In deze zaak gaat het om de terugvordering van een onverschuldigd betaalde uitkering aan betrokkene door de Raad van bestuur van het Uitvoeringsinstituut werknemersverzekeringen (UWV). Betrokkene, die na zijn aanstelling als leraar ziek werd, ontving een uitkering op basis van de Ziektewet (ZW). Appellant heeft betrokkene in december 2004 ten onrechte een uitkering over de periode van 1 tot en met 23 augustus 2004 betaald, terwijl deze uitkering al eerder was verstrekt. De Centrale Raad van Beroep oordeelt dat de rechtbank Breda terecht het besluit van appellant heeft vernietigd, omdat de motivering van de terugvordering onvoldoende was. De Raad stelt vast dat er sprake is van een dubbele betaling en dat de terugvordering op goede gronden is gedaan. De Raad bevestigt de uitspraak van de rechtbank, behoudens de opdracht aan appellant om een nieuw besluit op bezwaar te nemen. Tevens wordt appellant veroordeeld in de proceskosten van betrokkene, die zijn begroot op € 966,- voor verleende rechtsbijstand in hoger beroep.

Uitspraak

06/7365 ZW
Centrale Raad van Beroep
Meervoudige kamer
U I T S P R A A K
op het hoger beroep van:
de Raad van bestuur van het Uitvoeringsinstituut werknemersverzekeringen (hierna: appellant),
tegen de uitspraak van de rechtbank Breda van 15 december 2006, 06/2793 (hierna: aangevallen uitspraak),
in het geding tussen:
[Naam betrokkene], wonende te [woonplaats] (hierna: betrokkene)
en
appellant.
Datum uitspraak: 19 november 2008
I. PROCESVERLOOP
Appellant heeft hoger beroep ingesteld.
Mr. K. ten Broek, werkzaam bij de AbvaKabo/FNV te Rotterdam, heeft namens betrokkene een verweerschrift ingediend.
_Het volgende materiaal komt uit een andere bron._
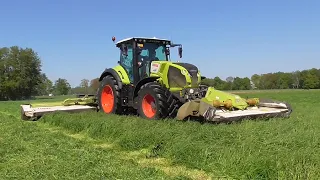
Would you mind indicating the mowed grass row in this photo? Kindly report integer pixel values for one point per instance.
(34, 150)
(274, 149)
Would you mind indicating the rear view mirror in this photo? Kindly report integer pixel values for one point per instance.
(124, 50)
(167, 51)
(180, 51)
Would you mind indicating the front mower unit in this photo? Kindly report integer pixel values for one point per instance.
(72, 105)
(219, 106)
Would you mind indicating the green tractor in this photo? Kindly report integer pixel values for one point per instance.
(147, 83)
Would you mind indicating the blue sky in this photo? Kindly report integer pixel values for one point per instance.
(223, 38)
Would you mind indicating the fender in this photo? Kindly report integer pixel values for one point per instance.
(141, 83)
(111, 72)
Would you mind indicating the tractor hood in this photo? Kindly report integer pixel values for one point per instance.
(192, 69)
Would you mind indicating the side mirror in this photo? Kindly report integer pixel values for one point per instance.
(167, 51)
(180, 51)
(124, 50)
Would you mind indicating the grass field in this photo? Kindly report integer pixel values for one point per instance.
(97, 146)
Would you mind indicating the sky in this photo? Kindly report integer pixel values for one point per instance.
(223, 38)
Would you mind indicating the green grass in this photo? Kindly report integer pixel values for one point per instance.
(93, 145)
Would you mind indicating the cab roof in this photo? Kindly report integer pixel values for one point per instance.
(143, 39)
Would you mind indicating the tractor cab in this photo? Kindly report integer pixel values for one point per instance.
(136, 55)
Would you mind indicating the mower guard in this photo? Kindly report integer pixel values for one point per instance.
(219, 106)
(72, 105)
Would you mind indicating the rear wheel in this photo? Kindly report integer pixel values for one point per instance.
(109, 96)
(156, 102)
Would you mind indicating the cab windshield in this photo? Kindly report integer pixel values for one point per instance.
(153, 52)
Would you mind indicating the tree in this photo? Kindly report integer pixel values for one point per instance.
(85, 85)
(311, 81)
(45, 87)
(20, 73)
(256, 80)
(61, 87)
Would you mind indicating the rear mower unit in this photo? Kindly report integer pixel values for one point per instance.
(147, 83)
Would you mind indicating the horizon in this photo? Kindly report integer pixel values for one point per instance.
(237, 38)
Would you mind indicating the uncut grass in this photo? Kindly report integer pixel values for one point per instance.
(274, 149)
(29, 151)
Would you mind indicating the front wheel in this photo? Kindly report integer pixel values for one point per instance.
(156, 102)
(109, 96)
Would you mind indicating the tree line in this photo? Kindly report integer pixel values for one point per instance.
(21, 77)
(306, 79)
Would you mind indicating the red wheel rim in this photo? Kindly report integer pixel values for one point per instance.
(148, 104)
(107, 99)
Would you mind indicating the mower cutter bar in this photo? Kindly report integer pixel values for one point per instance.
(29, 112)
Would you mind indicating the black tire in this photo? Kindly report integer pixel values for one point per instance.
(165, 104)
(110, 84)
Het onderzoek ter zitting heeft plaatsgevonden op 8 oktober 2008. Appellant, daartoe opgeroepen, heeft zich laten vertegenwoordigen door mr. C. van den Berg. Betrokkene is verschenen, bijgestaan door mr. Ten Broek.
II. OVERWEGINGEN
1. Bij zijn oordeelsvorming gaat de Raad uit van de volgende feiten en omstandigheden.
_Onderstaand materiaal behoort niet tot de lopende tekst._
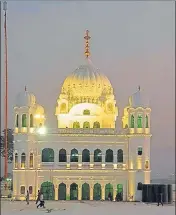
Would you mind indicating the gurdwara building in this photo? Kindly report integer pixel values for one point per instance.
(86, 156)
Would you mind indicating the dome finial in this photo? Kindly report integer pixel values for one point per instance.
(87, 38)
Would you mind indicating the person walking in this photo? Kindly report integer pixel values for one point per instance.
(42, 203)
(160, 199)
(38, 197)
(27, 197)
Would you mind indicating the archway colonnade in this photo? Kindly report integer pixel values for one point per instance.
(83, 191)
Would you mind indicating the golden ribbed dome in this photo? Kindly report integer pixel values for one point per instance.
(86, 81)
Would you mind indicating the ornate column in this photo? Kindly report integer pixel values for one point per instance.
(114, 191)
(56, 191)
(79, 191)
(91, 191)
(102, 191)
(67, 191)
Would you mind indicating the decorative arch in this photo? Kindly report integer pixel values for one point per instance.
(16, 160)
(86, 112)
(139, 121)
(76, 125)
(85, 191)
(85, 155)
(120, 156)
(97, 192)
(132, 121)
(62, 191)
(62, 155)
(47, 155)
(31, 160)
(108, 191)
(63, 108)
(24, 121)
(146, 121)
(23, 160)
(47, 188)
(73, 191)
(31, 121)
(17, 121)
(74, 155)
(86, 125)
(96, 125)
(109, 156)
(97, 155)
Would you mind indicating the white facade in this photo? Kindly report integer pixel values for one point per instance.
(89, 165)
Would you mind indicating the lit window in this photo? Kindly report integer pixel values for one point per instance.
(139, 150)
(22, 191)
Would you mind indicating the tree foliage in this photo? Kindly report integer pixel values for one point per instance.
(10, 144)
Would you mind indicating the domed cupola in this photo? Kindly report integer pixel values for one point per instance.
(25, 99)
(86, 98)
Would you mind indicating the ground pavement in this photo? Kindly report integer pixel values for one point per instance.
(85, 208)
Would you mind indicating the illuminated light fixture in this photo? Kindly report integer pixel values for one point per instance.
(41, 130)
(37, 116)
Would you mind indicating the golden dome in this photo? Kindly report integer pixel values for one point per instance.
(88, 82)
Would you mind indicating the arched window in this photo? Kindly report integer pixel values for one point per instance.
(97, 155)
(120, 156)
(24, 121)
(76, 125)
(31, 160)
(23, 160)
(86, 125)
(62, 155)
(74, 155)
(86, 112)
(63, 108)
(146, 121)
(85, 155)
(109, 156)
(17, 121)
(16, 160)
(47, 155)
(132, 121)
(31, 121)
(96, 125)
(139, 122)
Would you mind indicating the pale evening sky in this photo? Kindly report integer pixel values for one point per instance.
(132, 43)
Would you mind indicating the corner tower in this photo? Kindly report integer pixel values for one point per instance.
(28, 114)
(87, 98)
(136, 120)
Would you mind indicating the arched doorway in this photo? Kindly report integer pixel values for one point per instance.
(62, 192)
(108, 189)
(85, 192)
(97, 192)
(74, 191)
(47, 188)
(120, 192)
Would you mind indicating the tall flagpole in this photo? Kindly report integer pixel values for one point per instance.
(6, 92)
1.1. Betrokkene is na de beëindiging van zijn aanstelling voor bepaalde tijd als leraar per 1 augustus 2001 in aanmerking gebracht voor een uitkering ingevolge de Werkloosheidswet. Lopende deze uitkering heeft betrokkene zich op 27 augustus 2003 ziekgemeld, in verband waarmee betrokkene hem tot en met 23 augustus 2004 een uitkering ingevolge de Ziektewet (ZW) heeft verstrekt. Nadien is de werkloosheidsuitkering hervat.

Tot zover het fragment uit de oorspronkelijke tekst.